Contra - alegou o Vereador do Pelouro do Urbanismo da Câmara Municipal de Setúbal sustentado que o mesmo não deveria ser admitido - por falta de legitimidade do recorrente.
Por acórdão deste STA, proferido ao abrigo do disposto no art. 150º, n.º 5 do CPTA, foi admitida a revista.
A Ex.ma Procuradora Geral Adjunta, neste Supremo Tribunal, interveio nos autos emitindo o seguinte parecer:
“Salvo melhor opinião, o presente recurso de revista não merece provimento.
Considerado o disposto no art° 173° do CPTA, na execução de sentença deverá a Administração praticar todos os actos jurídicos e materiais necessários à reintegração da ordem jurídica violada, segundo o critério da reconstituição da situação actual hipotética. Terá que reconstituir a situação que existiria se o acto ilegal não tivesse sido praticado - cfr Freitas do Amaral, in A Execução das Sentenças dos Tribunais Administrativos, p. 51 a 56.
No caso aqui em questão a execução de julgado consubstancia-se na reapreciação do projecto de arquitectura, sem que a Administração possa incorrer nos vícios que determinaram a anulação.
Assim entendeu a sentença do TAF. Na parte decisória, a Câmara é condenada a apreciar, não a aprovar, o projecto de arquitectura, nos termos do DL 445/91, de 20.11, alterado e republicado pelo DL n° 250/94, de 15.10, ponderando o seu enquadramento à luz da legislação superveniente, designadamente, o P000 Sintra-Sado e o POPNA e efectuando consultas necessárias ao Ministério do Ambiente, do Ordenamento do Território e do Desenvolvimento Regional e respectivos serviços.
E essa reapreciação à luz do quadro jurídico então aplicável ao acto anulado poderá conduzir ao deferimento, ou ao indeferimento, do pedido de aprovação do projecto de arquitectura. Os limites objectivos do caso julgado não obstam a que a Administração pratique um acto de sentido idêntico ao anulado, desde que liberto dos mencionados vícios - Cfr, neste sentido, o acórdão deste STA, do T. Pleno, de 2003.05.08, processo, 40821-A, bem como os arestos aí citados a este propósito.
Nesta linha, segundo a sentença, na hipótese da legislação então aplicável conduzir a um deferimento (refere a sentença o “eventual deferimento do projecto de arquitectura”), deverá então a Câmara ter em conta a legislação superveniente que colida com a sua prática, sendo que tal situação poderá constituir uma situação de causa legítima de inexecução de sentença, eventualmente invocável.
Pelo exposto, parece-nos não merecer censura o entendimento do acórdão recorrido acerca do conteúdo da sentença do TAF.

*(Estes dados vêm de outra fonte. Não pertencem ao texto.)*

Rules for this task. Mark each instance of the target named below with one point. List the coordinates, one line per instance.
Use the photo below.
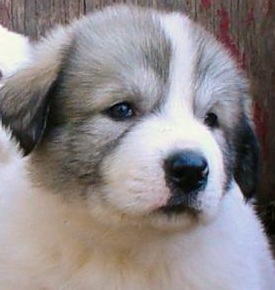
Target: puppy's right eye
(121, 111)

Nestes termos, emitimos parecer no sentido de ser negado provimento à revista.”
A recorrente foi notificada do parecer do M.P. e respondeu sustentando a necessidade do acto de execução ser um acto de deferimento do projecto de arquitectura.

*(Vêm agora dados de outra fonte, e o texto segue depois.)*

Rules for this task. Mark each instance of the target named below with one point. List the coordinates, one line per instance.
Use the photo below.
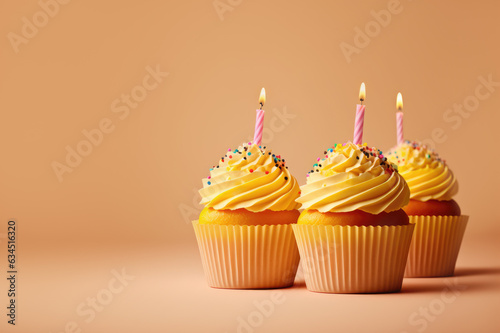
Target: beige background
(129, 202)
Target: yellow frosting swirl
(352, 177)
(252, 178)
(427, 175)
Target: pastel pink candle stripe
(358, 124)
(259, 127)
(399, 123)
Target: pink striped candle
(360, 117)
(259, 121)
(399, 118)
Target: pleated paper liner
(247, 257)
(353, 259)
(435, 246)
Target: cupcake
(353, 235)
(244, 232)
(439, 225)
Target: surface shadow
(469, 271)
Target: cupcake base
(353, 259)
(247, 257)
(435, 245)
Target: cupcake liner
(247, 257)
(435, 245)
(353, 259)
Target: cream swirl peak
(351, 177)
(253, 178)
(427, 175)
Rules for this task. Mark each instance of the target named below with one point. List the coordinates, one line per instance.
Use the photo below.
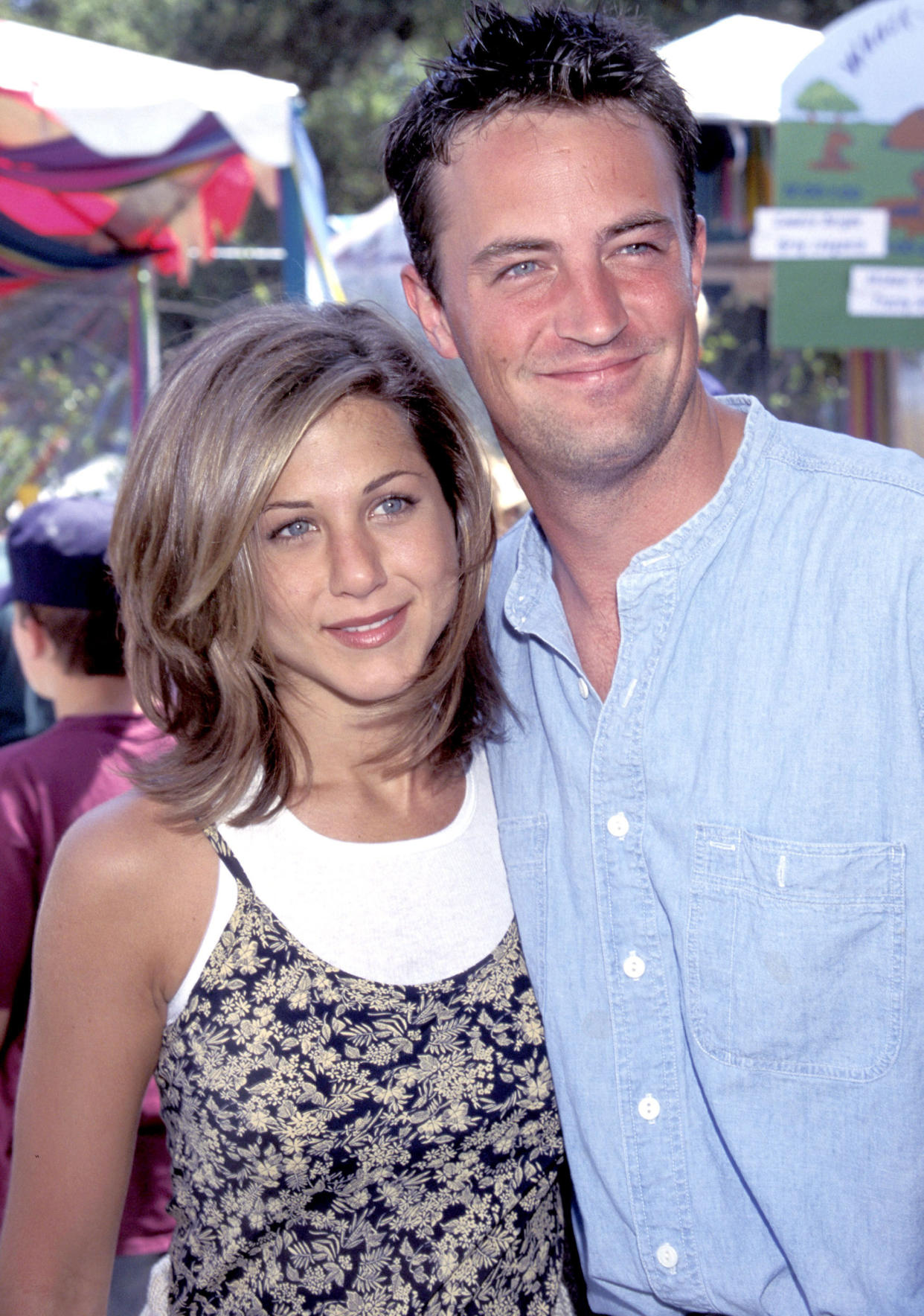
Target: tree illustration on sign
(823, 98)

Colhidos os vistos legais, foi o processo submetido à conferência para julgamento.
2. Fundamentação
2.1. Matéria de facto
A matéria de facto é a que foi dada como provada na 1ª instância, dada como reproduzida no acórdão do Tribunal Central Administrativo Sul.
2.2. Matéria de Direito
2.2.1. Objecto do recurso
No acórdão preliminar que admitiu a revista o STA considerou relevantes as questões relacionadas com a execução de julgado anulatório de acto administrativo de indeferimento do pedido de licenciamento de obra e com a interferência em tal execução da legislação superveniente em matéria de ordenamento do território ou ambiente.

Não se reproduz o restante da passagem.